Here’s more evidence that Jim Chaney is making ‘a good change’ to Georgia’s offense

Tailback Brian Herrien hauls in a pass during drills on Tuesday at Georgia's spring practice.

ATHENS – Normally at Georgia football practices, drills are done among position groups: Receivers over here, running backs over there, tight ends over there, etc.

But at spring practices this year there’s been a new unit: During some periods a select group of receivers, tight ends and tailbacks have been together, running routes under the direction of receivers coach James Coley.

They start in the middle of the field, and run the same route, whatever their position: Terry Godwin (receiver), Mecole Hardman (receiver), Isaac Nauta (tight end), Sony Michel (tailback), Brian Herrien (tailback), and others.

It all reflects one of those tweaks that Georgia offensive coordinator Jim Chaney is making to this year’s offense: Putting their players in the best position to make plays, and that includes putting certain players in the slot, where they would create either a size or speed mismatch for a defender.

“It’s been a change. Guys like Sony being in the slot,” inside linebacker Natrez Patrick said this week. “It’s a nightmare looking across and having to check Sony in an open field.”

Chaney has mentioned the need to “freshen up” the offense, acknowledging that it wasn’t inventive enough last year, when it ranked 87th nationally, despite the presence of star tailbacks Nick Chubb and Michel.

It’s not that Georgia didn’t use the slot receiver role last year: Isaiah McKenzie, who ended up the team’s leading receiver, was in that role often, as was Nauta, then a freshman tight end who ended up the team’s third-leading receiver. Michel has always been involved in the passing game too, though often out of the backfield.

Now, however, there appears to be a renewed emphasis on it, especially with the weapons Georgia has there this year.

McKenzie may be gone, but Hardman, who’s move to offense is now seemingly inevitable, will be available. Michel will be used in more of a receiving role. And so will Herrien, who was a revelation last year as a tailback, but whose speed and size (6-foot and 210 pounds) makes him versatile.

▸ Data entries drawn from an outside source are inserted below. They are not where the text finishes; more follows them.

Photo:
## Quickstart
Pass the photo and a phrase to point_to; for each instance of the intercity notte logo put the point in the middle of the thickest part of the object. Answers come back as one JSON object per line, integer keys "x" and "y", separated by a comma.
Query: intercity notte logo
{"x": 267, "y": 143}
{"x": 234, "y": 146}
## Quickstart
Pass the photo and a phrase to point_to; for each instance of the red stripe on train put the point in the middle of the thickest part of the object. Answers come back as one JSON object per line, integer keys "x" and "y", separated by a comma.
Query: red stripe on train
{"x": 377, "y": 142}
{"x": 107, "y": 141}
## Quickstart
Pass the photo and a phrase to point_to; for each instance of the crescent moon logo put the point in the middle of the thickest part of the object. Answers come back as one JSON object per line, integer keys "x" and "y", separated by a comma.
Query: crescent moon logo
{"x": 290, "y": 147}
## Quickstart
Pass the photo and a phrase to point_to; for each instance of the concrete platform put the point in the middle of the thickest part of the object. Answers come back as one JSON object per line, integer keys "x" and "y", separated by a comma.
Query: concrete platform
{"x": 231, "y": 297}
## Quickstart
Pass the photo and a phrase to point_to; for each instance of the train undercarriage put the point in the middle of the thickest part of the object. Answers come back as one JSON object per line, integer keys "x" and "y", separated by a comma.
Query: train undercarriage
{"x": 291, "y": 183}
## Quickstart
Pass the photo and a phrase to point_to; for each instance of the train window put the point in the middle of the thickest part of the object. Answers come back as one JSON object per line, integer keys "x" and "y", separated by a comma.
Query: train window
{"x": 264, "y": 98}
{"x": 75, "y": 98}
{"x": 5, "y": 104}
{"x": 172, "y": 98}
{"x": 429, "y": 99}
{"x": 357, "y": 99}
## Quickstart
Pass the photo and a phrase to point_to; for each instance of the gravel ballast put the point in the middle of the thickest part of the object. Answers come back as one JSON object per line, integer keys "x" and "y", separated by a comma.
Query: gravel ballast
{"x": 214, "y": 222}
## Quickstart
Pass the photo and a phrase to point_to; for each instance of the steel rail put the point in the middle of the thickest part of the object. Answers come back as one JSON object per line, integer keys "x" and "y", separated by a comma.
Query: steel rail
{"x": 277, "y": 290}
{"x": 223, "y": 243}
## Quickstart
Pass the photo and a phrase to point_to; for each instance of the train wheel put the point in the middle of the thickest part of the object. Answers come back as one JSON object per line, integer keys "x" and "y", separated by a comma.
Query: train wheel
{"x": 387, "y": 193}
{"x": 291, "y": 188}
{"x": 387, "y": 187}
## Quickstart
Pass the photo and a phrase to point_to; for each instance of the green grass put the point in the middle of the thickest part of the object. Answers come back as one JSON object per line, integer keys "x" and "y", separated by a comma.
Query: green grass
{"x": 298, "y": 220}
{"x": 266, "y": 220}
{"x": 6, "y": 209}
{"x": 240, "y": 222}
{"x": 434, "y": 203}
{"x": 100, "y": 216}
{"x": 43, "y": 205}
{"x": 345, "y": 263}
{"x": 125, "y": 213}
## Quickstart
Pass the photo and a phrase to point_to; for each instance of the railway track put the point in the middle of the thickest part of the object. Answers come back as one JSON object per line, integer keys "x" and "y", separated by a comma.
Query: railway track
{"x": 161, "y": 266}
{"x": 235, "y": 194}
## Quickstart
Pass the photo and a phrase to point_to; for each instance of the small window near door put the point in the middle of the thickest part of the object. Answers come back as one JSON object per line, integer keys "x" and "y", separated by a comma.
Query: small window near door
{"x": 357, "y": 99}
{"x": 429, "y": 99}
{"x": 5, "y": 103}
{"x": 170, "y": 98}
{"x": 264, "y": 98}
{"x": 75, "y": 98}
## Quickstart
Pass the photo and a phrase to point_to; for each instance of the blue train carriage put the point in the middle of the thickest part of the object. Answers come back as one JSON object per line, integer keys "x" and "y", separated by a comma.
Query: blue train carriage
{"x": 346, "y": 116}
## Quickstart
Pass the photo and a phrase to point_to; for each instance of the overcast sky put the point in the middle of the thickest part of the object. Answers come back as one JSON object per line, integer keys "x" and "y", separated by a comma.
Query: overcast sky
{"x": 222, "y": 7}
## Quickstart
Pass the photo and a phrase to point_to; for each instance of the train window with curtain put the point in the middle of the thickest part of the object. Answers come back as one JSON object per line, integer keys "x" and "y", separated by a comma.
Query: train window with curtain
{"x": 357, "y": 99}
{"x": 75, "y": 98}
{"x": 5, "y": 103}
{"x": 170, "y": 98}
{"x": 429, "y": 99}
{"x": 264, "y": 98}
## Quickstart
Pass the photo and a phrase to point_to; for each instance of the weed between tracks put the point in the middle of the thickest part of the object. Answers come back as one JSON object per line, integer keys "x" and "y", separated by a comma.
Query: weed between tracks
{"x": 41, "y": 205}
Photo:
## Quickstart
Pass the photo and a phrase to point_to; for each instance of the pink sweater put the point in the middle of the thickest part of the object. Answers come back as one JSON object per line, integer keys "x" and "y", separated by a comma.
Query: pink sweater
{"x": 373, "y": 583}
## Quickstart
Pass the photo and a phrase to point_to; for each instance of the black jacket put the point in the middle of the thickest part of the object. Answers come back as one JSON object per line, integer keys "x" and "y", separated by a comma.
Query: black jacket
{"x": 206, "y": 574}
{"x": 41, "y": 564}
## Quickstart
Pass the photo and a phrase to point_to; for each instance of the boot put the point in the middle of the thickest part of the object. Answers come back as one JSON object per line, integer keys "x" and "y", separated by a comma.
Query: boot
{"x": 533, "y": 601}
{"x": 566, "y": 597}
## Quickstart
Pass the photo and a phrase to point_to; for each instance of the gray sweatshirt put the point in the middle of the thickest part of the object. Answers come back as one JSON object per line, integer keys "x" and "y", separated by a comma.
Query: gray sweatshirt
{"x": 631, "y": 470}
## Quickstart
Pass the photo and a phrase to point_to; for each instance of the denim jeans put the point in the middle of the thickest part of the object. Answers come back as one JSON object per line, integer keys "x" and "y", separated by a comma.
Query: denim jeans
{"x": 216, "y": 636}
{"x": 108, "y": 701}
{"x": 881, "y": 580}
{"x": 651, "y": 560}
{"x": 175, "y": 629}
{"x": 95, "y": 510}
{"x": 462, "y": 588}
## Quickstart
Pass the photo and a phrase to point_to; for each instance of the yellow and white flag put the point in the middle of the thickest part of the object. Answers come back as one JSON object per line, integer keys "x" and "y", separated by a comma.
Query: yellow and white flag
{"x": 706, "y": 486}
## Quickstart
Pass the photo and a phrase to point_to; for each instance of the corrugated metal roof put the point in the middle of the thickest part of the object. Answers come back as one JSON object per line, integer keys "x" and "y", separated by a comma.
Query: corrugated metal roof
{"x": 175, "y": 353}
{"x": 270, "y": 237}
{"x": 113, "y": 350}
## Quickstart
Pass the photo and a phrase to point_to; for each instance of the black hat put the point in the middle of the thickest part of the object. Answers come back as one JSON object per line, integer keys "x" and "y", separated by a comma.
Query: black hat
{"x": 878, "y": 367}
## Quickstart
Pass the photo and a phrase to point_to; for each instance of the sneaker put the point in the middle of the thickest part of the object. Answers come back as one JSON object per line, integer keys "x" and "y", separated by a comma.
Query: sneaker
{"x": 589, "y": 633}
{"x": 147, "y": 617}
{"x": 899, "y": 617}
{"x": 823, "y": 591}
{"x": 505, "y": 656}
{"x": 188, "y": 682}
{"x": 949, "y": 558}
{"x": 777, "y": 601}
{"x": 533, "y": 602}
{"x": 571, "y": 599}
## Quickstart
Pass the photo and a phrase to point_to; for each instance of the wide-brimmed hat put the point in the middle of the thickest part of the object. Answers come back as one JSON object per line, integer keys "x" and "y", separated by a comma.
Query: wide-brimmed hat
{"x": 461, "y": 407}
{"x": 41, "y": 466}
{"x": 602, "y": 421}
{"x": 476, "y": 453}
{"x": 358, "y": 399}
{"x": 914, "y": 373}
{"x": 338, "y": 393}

“He could probably be a starting receiver, believe it or not,” head coach Kirby Smart said Wednesday during an appearance on AM 680 The Fan.

And Georgia’s depth could allow Georgia to use those tailbacks – and receivers – in those multi-dimensional roles. Chubb (who said he’s also been getting more receiving work) can line up in the backfield, allowing Michel and/or Herrien to flex out to receiver. The wide receivers who could line up out wide include Javon Wims, Riley Ridley, Michael Chigbu and Jeremiah Holloman – all of whom are 6-1 or taller – allowing the smaller Godwin and Hardman to line up in the slot and use their speed to get open.

Even the tight ends can get involved. Nauta and Charlie Woerner’s athleticism make them a mismatch for linebackers and defensive backs in the slot, and there’s still Jeb Blazevich and Jackson Harris available to line up at the usual tight end slot.

Of course, Harris was also working with the slot receivers during Tuesday’s practice. And Blazevich is no slouch himself athletically.

“Yeah I think that’s something where coach Chaney is giving a bunch of guys a chance to step up and giving everybody an opportunity I guess to try out,” Blazevich said. “I think he’s just opening it up for competition, and in what, a week and a  couple days they’ll sit down and decide what they want to do this summer.”

It remains to be seen how often Georgia ends up spreading it out to three, four and five-wide sets. And who knows how effective it will be. At minimum, however, it’s evidence that Chaney and Georgia are trying something.

“It’s definitely a change,” Patrick said. “It’s a good change.”